We are currently driving through Iowa on our way back from vacation and I was texting with a friend of mine earlier who commented that she always was a bit mesmerized by the rows and rows of corn. Shortly after we wrapped up our conversation, I was reading today’s scripture passages and came to Psalm 41 which begins, “Happy are those who consider the poor; the Lord delivers them in the day of trouble.” Two things came to mind for me. First, I remembered and prayed for the work of my friends Sherman and Sadell and the organization “Consider the Poor” – focused on education, advocacy and change for the poor in Cincinnati. But then I looked out my window at the rows and rows of corn, the fields of soybeans, and so many other crops (but especially those two) that were passing by my window. What I saw out my window was not just the specific crops, but I saw “abundance.”
Where these two things – consider the poor and abundance – intersect for me is a challenge to me about how to approach the world today. It is so tempting to want to pull back from the world with everything that we read about – terror attacks, the Zika virus, the brutal and ugly presidential politics that are taking place, and so forth, yet Scripture calls us to something very different.
In this passage, the blessing that follows the first verse is not for the poor. “Happy are those who consider the poor…the Lord delivers them in the day of trouble. The Lord protects them and keeps them alive. They are called happy in the land. You do not give them up to the will of their enemies. The Lord sustains them on their sickbed; in their illness you heal all their infirmities.”

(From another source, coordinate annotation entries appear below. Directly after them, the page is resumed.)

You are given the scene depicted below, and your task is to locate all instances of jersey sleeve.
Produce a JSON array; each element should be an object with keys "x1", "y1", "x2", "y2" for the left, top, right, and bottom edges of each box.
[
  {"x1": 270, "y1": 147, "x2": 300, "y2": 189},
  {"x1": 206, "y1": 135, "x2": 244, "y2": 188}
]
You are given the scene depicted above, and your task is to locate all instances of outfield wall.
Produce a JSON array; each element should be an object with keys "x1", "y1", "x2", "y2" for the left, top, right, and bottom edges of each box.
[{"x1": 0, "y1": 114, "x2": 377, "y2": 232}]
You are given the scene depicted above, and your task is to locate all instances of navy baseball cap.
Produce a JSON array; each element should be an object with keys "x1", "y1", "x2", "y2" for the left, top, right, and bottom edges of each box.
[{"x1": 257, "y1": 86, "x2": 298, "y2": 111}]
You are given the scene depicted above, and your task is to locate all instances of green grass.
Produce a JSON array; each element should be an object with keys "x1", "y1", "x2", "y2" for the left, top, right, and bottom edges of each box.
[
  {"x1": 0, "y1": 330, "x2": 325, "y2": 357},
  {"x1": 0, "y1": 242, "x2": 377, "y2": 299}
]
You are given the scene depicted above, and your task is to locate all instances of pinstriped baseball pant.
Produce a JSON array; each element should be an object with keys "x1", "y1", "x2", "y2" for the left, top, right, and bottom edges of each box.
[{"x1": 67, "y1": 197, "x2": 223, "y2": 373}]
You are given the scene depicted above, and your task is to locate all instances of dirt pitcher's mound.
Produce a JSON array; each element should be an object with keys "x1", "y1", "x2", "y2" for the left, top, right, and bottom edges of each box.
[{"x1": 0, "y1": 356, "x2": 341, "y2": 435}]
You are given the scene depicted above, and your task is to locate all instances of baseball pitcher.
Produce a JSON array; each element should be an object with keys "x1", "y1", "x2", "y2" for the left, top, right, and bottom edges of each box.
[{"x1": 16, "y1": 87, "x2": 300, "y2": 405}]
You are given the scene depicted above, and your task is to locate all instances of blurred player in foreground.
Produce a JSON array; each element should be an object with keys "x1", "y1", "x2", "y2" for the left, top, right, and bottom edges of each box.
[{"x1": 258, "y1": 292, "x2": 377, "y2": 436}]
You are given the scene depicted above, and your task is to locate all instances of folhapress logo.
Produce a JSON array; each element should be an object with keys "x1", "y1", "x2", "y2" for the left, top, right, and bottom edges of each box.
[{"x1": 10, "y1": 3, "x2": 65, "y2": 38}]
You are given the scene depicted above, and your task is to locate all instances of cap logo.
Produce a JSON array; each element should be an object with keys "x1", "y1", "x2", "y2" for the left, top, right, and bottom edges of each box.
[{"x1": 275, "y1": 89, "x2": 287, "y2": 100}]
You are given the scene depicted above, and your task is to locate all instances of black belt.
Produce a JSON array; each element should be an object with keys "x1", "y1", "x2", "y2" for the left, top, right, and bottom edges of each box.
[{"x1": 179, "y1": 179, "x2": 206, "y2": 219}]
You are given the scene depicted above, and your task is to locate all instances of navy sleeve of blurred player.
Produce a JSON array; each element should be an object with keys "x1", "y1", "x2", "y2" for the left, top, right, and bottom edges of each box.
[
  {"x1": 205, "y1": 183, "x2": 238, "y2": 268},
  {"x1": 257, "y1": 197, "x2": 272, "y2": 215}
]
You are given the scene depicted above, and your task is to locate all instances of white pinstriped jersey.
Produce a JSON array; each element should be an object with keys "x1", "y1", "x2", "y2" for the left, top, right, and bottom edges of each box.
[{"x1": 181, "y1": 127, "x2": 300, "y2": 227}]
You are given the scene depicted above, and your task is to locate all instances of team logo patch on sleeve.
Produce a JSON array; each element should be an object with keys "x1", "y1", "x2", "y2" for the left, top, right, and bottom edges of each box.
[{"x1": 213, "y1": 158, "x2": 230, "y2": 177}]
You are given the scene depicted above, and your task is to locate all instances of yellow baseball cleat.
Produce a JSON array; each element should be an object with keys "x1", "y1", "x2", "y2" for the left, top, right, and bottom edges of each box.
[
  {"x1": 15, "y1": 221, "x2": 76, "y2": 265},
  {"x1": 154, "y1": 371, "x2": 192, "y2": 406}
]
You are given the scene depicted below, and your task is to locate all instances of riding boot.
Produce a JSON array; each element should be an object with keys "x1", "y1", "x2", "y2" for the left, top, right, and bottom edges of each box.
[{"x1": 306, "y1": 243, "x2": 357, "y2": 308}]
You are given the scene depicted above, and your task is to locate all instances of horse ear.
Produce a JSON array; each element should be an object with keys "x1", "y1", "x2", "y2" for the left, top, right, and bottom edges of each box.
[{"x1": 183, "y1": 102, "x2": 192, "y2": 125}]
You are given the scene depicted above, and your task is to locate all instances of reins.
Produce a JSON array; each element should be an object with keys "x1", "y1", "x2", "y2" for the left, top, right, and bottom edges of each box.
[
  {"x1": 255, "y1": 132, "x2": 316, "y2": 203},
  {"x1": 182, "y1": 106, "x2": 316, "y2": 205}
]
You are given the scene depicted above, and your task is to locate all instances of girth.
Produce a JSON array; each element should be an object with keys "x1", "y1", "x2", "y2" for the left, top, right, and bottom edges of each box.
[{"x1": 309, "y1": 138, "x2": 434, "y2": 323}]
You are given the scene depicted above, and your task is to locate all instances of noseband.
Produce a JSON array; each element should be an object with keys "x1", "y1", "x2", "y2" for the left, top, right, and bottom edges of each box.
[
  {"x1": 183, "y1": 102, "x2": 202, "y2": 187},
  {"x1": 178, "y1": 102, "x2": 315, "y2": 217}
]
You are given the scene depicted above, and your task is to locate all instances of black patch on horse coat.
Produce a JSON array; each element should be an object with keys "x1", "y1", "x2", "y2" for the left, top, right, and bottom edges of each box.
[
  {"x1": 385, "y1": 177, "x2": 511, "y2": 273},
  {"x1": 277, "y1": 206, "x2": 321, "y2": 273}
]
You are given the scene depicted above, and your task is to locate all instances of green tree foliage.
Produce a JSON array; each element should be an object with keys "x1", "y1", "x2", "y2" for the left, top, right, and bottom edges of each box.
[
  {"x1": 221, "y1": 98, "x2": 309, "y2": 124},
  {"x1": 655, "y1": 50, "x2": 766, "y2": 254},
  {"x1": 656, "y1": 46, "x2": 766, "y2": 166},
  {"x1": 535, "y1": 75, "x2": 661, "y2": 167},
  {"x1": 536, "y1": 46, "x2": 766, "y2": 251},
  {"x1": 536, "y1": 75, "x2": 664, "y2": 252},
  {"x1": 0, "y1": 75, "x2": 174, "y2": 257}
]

The promises are for those who consider the poor. The promises are for those are reaching out to those in need. When we talk about the solutions for what is going on in the world, so much turns to a discussion of scarcity and pulling back. Yet Scripture reminds us of the abundance that we do have and the call to reach beyond ourselves, especially to those in the deepest of need.
I googled the “official” definition of “consider” and one of those that came up was, “to think about and be drawn to a course of action.” That speaks to me today.